Ray turns a Python function into a distributed task with one decorator. It handles task scheduling, object transfer, and fault tolerance. The same code runs on a laptop (single-node, for development and testing) or a 1000-node cloud cluster in production. You write Python functions; Ray handles where and how they execute.

Ray was created at UC Berkeley's RISELab and is now maintained by Anyscale.

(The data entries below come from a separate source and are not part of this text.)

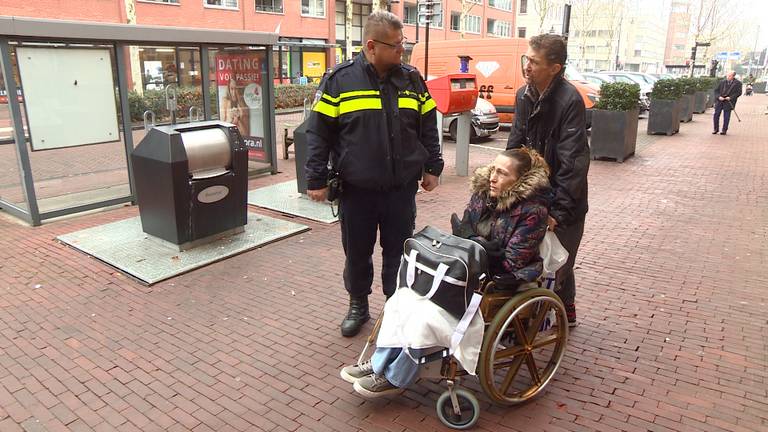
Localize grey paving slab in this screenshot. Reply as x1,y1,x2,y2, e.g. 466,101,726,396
248,180,339,223
57,213,309,285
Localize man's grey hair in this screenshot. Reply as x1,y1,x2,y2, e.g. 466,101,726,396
363,10,403,43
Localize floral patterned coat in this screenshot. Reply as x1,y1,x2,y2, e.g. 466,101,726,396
467,152,552,282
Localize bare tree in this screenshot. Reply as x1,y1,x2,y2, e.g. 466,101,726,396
571,0,599,69
371,0,389,12
459,0,482,39
603,0,626,70
533,0,558,34
344,0,354,60
693,0,739,58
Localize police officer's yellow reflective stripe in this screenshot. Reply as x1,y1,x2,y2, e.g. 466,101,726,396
312,99,339,118
337,90,379,101
323,93,341,104
421,98,437,115
397,97,419,112
339,97,381,115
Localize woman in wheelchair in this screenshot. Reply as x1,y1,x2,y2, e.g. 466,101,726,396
341,148,551,397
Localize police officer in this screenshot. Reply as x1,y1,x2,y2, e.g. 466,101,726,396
306,11,443,337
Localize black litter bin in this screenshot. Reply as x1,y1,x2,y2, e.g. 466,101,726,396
131,121,248,249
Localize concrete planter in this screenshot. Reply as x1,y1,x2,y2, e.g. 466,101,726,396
707,89,717,108
693,91,707,114
648,99,680,135
680,95,693,123
590,109,639,162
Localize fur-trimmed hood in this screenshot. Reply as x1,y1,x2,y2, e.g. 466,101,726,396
470,147,550,211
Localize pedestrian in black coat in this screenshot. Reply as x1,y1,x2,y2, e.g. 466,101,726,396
712,72,741,135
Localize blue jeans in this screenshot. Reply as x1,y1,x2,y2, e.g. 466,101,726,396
371,348,425,388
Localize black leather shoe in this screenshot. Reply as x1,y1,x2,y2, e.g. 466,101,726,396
341,296,371,337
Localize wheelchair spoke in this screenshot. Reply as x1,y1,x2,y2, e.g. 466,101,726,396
531,333,560,350
512,316,529,346
499,356,525,396
493,345,525,360
526,304,549,341
525,353,541,386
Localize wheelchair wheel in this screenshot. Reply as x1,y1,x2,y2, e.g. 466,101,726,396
437,389,480,430
478,288,568,405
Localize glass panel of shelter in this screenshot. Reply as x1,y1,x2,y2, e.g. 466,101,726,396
0,56,29,211
2,41,130,213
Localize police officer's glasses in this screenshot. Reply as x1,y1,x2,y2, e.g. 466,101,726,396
371,37,408,49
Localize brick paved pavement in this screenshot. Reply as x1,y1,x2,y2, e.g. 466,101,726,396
0,95,768,432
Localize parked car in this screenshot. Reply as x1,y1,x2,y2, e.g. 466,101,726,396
443,98,499,141
600,71,653,109
582,72,615,86
409,38,600,126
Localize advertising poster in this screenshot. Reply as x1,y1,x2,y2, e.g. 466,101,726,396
216,51,269,163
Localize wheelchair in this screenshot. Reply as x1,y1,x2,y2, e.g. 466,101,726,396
358,278,568,430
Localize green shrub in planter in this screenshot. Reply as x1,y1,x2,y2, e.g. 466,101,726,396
651,78,683,101
275,84,317,109
677,77,696,123
648,79,683,135
595,82,640,111
677,77,698,94
693,77,715,114
590,82,640,162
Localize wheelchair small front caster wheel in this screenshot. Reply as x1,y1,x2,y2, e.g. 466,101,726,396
437,389,480,430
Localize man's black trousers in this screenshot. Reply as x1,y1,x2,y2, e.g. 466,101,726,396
555,216,585,305
712,101,731,132
339,181,418,297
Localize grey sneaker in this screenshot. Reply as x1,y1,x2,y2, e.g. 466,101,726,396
341,360,373,384
353,374,400,398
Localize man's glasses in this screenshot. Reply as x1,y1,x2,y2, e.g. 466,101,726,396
371,37,408,49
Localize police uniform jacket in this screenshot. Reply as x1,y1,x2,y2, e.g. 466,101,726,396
306,53,443,191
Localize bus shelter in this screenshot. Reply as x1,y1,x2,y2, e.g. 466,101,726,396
0,16,278,226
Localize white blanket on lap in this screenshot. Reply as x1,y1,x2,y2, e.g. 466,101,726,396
376,288,485,375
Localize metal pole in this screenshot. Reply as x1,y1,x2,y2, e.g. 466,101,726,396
200,46,213,120
261,45,280,174
563,3,571,46
113,43,136,204
0,38,40,226
424,17,432,81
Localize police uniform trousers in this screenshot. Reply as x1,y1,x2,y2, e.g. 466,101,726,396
555,216,585,305
339,181,418,297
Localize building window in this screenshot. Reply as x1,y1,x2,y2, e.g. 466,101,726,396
336,1,371,43
488,0,512,10
256,0,283,13
487,18,512,38
203,0,237,9
301,0,325,18
451,12,480,34
403,3,419,24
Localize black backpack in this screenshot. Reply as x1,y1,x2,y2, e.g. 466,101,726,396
398,226,488,319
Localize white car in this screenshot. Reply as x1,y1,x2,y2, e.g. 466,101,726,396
443,98,499,141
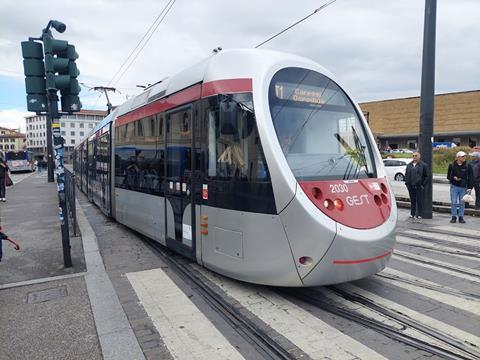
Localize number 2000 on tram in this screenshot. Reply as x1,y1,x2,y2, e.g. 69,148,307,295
74,49,397,287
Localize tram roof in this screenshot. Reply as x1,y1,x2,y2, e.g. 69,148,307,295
117,49,329,116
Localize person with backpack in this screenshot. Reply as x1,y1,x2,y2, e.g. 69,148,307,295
447,151,473,224
470,152,480,210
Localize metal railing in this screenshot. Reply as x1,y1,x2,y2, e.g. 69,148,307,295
65,168,78,236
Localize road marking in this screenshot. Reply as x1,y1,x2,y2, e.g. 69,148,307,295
377,268,480,316
0,272,87,290
405,230,480,246
393,250,480,284
195,266,383,359
433,225,480,238
397,236,480,262
10,172,35,185
127,269,243,360
339,284,480,351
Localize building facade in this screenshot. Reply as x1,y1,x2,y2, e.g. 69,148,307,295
25,110,107,159
360,90,480,149
0,127,26,152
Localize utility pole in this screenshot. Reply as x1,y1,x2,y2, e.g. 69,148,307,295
418,0,437,219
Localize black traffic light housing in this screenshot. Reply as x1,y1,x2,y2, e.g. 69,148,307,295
22,20,82,114
22,41,47,113
42,31,82,113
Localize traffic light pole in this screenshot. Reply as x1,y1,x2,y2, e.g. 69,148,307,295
47,112,54,182
21,20,82,267
418,0,437,219
47,90,72,268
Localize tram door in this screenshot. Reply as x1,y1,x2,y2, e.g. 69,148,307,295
164,106,195,259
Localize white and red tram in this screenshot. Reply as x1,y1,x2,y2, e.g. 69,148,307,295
75,49,397,286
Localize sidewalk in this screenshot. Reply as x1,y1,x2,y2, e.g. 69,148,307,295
390,181,480,216
0,173,143,360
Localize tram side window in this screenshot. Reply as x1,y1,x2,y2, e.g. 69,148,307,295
204,93,276,213
115,115,164,195
207,94,270,181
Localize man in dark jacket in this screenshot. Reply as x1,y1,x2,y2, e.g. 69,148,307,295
405,152,429,221
470,152,480,210
447,151,473,224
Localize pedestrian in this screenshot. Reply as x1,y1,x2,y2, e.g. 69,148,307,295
0,226,20,261
0,157,9,202
447,151,473,224
405,151,430,221
470,152,480,210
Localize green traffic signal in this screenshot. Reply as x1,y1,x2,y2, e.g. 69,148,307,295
21,41,47,113
43,31,82,113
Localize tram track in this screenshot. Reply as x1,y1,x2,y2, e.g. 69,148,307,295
281,286,480,360
142,237,295,360
397,238,480,259
374,273,480,302
394,250,480,282
396,228,479,252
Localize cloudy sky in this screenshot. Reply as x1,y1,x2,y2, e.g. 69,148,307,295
0,0,480,129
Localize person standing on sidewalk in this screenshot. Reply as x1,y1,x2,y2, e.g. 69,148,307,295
405,151,429,221
0,157,8,202
0,226,20,261
470,152,480,210
447,151,473,224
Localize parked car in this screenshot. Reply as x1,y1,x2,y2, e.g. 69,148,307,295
391,149,413,154
383,159,413,181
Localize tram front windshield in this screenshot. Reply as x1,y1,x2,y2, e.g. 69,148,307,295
269,68,376,181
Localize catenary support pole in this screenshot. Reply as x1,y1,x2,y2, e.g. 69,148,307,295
418,0,437,219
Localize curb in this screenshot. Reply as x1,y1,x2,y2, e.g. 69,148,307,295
75,200,145,360
395,196,480,217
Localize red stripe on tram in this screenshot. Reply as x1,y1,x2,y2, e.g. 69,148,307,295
333,250,392,265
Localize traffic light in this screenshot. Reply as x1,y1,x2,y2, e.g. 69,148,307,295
43,32,82,113
22,41,48,113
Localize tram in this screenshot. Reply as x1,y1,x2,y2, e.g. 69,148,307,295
74,49,397,287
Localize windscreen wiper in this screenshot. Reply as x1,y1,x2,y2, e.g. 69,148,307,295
333,133,358,180
352,126,370,177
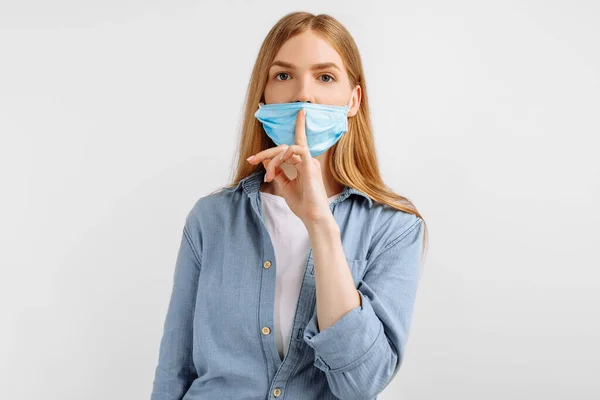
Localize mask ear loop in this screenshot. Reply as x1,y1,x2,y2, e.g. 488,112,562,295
346,91,354,116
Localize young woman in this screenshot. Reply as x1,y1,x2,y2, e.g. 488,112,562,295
152,12,426,400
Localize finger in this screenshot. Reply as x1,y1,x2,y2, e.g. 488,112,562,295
273,169,291,187
246,144,288,164
265,149,287,182
296,108,308,146
282,144,313,167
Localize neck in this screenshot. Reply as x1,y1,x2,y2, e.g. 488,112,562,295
260,151,344,198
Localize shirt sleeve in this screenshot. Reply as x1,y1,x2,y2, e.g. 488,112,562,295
151,227,200,400
304,216,424,399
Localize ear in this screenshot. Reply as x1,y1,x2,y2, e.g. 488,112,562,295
348,85,362,117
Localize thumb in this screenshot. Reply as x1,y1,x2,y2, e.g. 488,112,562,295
273,168,291,189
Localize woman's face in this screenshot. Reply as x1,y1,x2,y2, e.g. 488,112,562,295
264,31,361,116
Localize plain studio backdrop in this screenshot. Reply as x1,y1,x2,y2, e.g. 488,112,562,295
0,0,600,400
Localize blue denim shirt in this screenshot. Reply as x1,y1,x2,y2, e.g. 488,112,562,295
151,170,424,400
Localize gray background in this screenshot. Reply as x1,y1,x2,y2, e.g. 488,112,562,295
0,0,600,400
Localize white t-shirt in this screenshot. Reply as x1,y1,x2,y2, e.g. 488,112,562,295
259,192,341,359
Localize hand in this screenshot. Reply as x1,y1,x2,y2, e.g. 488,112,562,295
248,110,331,226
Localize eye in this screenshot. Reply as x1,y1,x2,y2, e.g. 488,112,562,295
319,74,335,83
275,72,288,81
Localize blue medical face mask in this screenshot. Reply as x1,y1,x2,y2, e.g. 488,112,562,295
254,98,352,157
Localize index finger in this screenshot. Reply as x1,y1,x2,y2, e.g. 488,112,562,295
296,108,308,147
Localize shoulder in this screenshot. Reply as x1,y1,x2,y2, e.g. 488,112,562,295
185,188,242,231
371,203,424,251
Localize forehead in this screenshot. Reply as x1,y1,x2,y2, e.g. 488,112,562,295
275,31,344,70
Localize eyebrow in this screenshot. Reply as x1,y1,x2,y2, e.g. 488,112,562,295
269,61,342,72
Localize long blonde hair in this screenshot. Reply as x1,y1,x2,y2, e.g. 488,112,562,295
213,12,428,257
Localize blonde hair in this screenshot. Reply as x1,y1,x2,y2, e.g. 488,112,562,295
213,12,428,257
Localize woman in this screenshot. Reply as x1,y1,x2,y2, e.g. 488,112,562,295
152,12,426,400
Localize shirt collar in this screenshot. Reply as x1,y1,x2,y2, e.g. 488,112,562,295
232,169,373,208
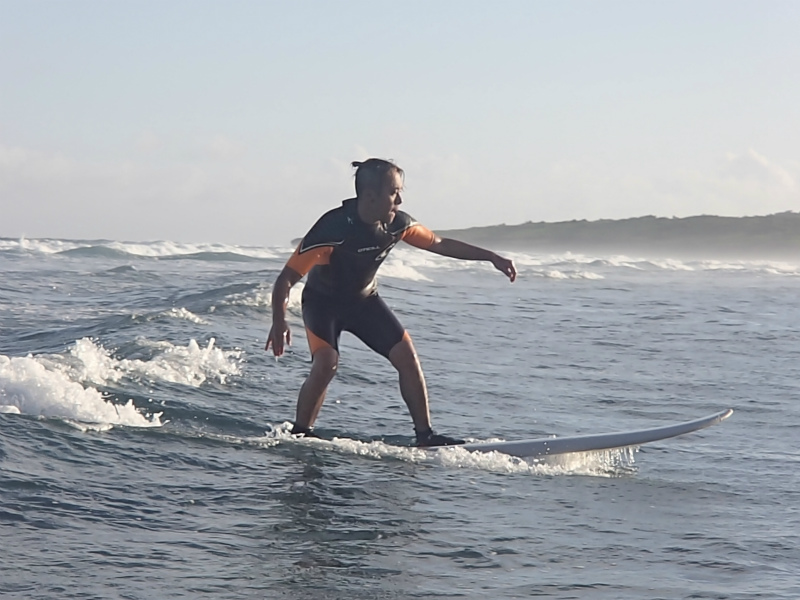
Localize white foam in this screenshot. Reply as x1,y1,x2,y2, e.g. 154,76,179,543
219,281,305,315
104,241,278,258
0,355,161,427
63,338,242,387
155,307,208,325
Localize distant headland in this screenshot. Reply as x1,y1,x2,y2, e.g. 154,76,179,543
437,212,800,260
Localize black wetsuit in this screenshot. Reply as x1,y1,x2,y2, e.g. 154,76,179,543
287,198,435,358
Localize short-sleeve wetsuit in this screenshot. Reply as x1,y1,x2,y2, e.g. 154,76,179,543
286,198,436,358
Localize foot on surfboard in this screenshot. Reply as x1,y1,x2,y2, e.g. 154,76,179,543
414,428,464,448
291,423,319,438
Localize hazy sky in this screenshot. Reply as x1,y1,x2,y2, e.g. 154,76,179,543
0,0,800,245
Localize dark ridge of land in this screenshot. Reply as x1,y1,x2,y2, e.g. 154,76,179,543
437,212,800,260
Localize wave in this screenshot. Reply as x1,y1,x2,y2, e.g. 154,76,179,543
0,338,242,427
58,338,242,387
0,355,161,427
7,238,800,278
0,238,286,262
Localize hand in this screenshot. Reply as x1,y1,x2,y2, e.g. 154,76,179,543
492,254,517,283
264,321,292,356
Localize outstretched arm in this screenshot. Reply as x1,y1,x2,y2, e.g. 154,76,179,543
425,235,517,282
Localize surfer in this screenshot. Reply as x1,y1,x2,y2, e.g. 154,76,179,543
265,158,517,446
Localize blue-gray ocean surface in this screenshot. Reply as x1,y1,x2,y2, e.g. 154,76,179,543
0,239,800,600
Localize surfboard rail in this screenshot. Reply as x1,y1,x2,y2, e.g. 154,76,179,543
446,408,733,458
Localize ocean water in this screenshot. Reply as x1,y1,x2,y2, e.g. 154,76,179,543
0,239,800,600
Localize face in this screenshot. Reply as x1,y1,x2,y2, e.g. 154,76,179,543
373,170,403,225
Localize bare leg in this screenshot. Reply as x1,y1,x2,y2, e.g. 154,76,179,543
295,347,339,429
389,334,431,431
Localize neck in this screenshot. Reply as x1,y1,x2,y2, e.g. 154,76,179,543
356,196,380,224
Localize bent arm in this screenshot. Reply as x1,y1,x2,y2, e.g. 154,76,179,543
264,266,303,356
426,235,517,282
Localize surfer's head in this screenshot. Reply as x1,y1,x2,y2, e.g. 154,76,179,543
352,158,405,224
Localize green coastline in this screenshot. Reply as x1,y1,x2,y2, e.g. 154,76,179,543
437,212,800,260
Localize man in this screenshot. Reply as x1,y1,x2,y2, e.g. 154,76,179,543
265,158,517,446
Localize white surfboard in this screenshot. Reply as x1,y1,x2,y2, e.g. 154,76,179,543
446,408,733,458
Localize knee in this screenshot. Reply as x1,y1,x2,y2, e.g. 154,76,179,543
389,336,420,371
311,348,339,379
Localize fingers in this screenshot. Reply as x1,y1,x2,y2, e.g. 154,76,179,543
264,326,292,356
506,260,517,283
494,256,517,283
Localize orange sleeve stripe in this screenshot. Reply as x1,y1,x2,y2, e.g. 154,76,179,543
400,223,436,250
286,246,333,277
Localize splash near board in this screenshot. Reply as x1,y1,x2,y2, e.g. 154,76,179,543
440,408,733,458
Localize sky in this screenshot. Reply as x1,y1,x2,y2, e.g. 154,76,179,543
0,0,800,245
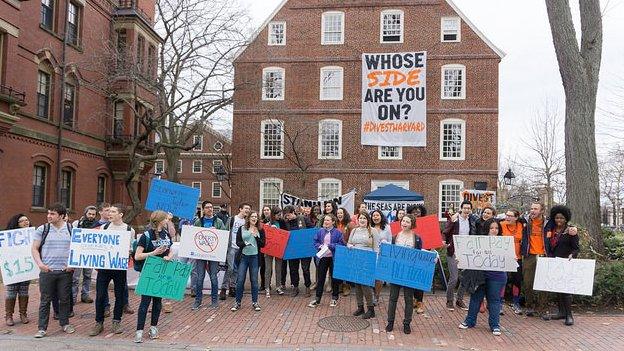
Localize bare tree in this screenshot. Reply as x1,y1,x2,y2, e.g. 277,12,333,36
546,0,604,253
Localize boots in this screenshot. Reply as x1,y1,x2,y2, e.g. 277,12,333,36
19,296,30,324
4,298,15,327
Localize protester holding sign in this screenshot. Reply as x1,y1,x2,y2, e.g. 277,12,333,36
231,211,265,312
134,210,173,343
4,213,30,327
347,212,380,319
459,218,507,336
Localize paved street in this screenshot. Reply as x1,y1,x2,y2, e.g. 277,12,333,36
0,285,624,351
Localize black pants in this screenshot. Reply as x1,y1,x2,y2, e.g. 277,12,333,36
316,257,342,302
95,269,127,323
39,271,73,330
137,295,162,330
288,257,312,288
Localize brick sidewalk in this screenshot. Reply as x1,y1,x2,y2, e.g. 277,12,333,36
0,284,624,351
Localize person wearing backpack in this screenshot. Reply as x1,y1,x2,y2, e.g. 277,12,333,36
134,210,173,343
89,204,135,336
31,203,76,338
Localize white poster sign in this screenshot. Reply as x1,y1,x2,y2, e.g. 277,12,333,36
67,228,131,270
533,257,596,296
0,227,39,285
178,225,230,262
361,51,427,146
453,235,518,272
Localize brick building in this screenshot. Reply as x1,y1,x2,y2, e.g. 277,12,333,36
232,0,504,220
0,0,162,226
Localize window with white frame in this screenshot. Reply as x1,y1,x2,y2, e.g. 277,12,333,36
193,160,202,173
262,67,286,100
318,178,342,200
318,119,342,160
259,178,284,208
377,146,403,160
269,22,286,45
440,119,466,160
321,11,344,45
379,10,403,43
260,120,284,159
440,17,461,43
212,182,221,197
442,64,466,99
321,66,343,100
438,180,464,219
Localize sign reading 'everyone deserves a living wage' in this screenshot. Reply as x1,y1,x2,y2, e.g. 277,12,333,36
145,179,199,218
0,227,39,285
67,228,130,270
361,51,427,146
333,245,377,286
375,243,438,291
533,257,596,296
453,235,518,272
178,225,230,262
135,256,193,301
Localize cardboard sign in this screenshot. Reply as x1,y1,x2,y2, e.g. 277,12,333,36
334,245,377,286
453,235,518,272
0,227,39,285
178,225,230,262
145,179,199,218
533,257,596,296
260,225,290,258
67,228,130,271
375,244,437,291
361,51,427,147
283,228,319,260
135,256,193,301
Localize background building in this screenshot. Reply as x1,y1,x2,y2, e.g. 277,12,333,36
232,0,504,220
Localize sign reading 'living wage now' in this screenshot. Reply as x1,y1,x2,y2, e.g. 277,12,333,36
0,227,39,285
453,235,518,272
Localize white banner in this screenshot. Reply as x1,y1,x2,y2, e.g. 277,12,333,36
361,51,427,146
453,235,518,272
67,228,131,270
0,227,39,285
178,225,230,262
280,189,355,213
533,257,596,296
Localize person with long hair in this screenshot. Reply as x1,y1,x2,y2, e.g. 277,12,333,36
231,211,265,312
134,210,173,343
347,212,379,319
4,213,30,327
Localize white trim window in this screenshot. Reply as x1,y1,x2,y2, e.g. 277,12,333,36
268,22,286,46
258,178,284,208
191,182,201,198
440,17,461,43
193,160,203,173
440,119,466,160
321,11,344,45
262,67,286,101
379,10,405,43
377,146,403,160
260,120,284,160
318,119,342,160
438,179,464,219
318,178,342,200
441,64,466,100
320,66,344,101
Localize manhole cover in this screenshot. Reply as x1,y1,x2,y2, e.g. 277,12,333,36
318,316,370,332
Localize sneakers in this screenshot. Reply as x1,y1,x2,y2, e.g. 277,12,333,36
89,322,103,336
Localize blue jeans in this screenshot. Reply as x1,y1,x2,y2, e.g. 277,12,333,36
464,278,507,330
193,260,219,304
236,254,258,303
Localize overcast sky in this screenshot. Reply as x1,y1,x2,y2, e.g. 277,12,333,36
240,0,624,166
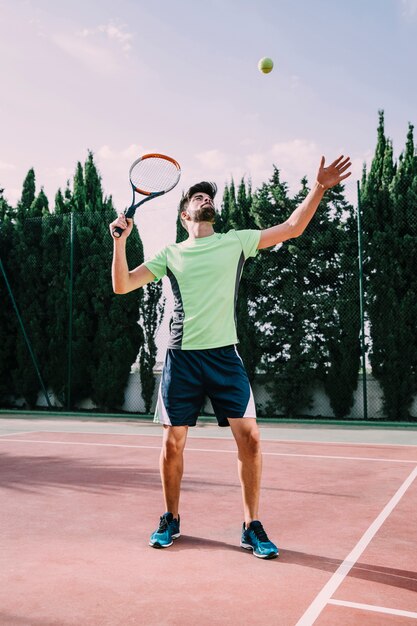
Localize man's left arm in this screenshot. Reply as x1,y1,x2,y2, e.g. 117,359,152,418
258,155,352,250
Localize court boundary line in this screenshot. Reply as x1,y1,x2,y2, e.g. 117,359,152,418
0,433,417,465
0,430,36,437
0,424,417,448
296,465,417,626
328,600,417,619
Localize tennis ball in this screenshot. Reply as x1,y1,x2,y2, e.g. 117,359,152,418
258,57,274,74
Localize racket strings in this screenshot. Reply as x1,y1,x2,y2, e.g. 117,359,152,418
130,157,181,193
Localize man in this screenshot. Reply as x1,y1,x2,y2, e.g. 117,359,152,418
110,156,351,559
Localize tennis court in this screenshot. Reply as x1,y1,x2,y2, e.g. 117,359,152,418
0,414,417,626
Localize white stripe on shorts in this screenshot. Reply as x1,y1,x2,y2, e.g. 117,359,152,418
153,380,172,426
235,346,256,417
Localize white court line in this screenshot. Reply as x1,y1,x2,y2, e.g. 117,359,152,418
0,430,39,437
0,433,416,465
296,466,417,626
2,424,417,448
329,600,417,619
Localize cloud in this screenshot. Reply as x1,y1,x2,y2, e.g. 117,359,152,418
52,23,133,75
80,22,133,53
195,150,228,171
97,143,150,162
245,139,321,191
0,161,16,172
401,0,417,18
52,34,119,75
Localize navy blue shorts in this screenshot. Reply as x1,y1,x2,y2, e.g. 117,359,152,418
154,346,256,426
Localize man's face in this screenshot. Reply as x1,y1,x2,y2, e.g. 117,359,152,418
183,192,216,224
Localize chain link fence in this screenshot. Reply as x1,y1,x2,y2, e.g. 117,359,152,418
0,176,417,420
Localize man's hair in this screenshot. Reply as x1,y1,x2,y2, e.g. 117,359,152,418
178,180,217,230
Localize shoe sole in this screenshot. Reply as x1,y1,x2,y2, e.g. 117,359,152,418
240,542,279,560
149,533,180,549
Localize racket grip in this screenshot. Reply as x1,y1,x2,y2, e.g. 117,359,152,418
113,226,123,239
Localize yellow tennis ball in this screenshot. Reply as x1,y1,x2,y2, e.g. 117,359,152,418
258,57,274,74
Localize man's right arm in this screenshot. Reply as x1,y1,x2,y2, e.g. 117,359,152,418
110,215,155,294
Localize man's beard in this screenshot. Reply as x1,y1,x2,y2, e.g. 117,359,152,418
193,205,216,224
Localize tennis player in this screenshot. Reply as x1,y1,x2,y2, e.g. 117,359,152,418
110,156,351,559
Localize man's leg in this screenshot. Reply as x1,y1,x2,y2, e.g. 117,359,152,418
229,417,278,559
159,426,188,519
229,417,262,527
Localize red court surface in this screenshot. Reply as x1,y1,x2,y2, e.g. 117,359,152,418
0,421,417,626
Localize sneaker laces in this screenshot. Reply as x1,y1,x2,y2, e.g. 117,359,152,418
158,515,168,533
248,522,269,541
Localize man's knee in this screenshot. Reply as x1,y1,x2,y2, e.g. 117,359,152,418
237,425,261,456
162,427,186,460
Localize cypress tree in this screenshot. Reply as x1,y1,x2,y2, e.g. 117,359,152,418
362,112,417,420
219,179,261,382
11,177,49,407
67,152,143,410
361,112,417,420
0,189,19,403
139,281,165,413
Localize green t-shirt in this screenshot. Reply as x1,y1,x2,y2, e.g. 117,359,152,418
145,230,261,350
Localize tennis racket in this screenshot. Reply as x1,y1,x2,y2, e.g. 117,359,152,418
113,154,181,238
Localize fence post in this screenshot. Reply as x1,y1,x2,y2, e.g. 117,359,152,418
0,251,52,409
67,212,75,411
357,181,368,420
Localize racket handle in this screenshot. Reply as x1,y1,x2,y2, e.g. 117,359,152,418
113,226,123,239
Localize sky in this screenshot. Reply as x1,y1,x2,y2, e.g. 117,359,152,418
0,0,417,256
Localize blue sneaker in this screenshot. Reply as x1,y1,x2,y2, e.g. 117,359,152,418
149,513,180,548
240,520,279,559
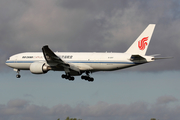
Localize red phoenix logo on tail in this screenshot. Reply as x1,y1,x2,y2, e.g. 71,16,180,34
138,37,148,50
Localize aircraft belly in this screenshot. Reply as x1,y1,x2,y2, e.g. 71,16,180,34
8,63,31,70
91,63,133,71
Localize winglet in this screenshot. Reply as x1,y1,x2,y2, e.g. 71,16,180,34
125,24,156,55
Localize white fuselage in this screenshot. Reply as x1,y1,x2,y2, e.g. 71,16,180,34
6,52,146,71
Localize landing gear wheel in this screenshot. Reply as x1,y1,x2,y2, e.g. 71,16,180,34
16,75,21,78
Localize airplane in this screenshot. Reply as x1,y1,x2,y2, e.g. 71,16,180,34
6,24,164,82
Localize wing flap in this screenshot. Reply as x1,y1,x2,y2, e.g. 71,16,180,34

It powers distributed training and inference at OpenAI, Uber, Spotify, and Shopify.

Core Concepts

Three things to understand before writing any code:

Object store: A shared-memory, in-process storage layer. Task arguments and return values are automatically placed here. Objects are immutable once stored. On a single node, this is Arrow-backed shared memory. On a cluster, objects transfer between nodes on demand.

Scheduler: Assigns tasks to workers. It considers data locality (prefer running a task where its input data already lives), resource requirements (CPU, GPU, memory), and placement constraints. You rarely interact with the scheduler directly.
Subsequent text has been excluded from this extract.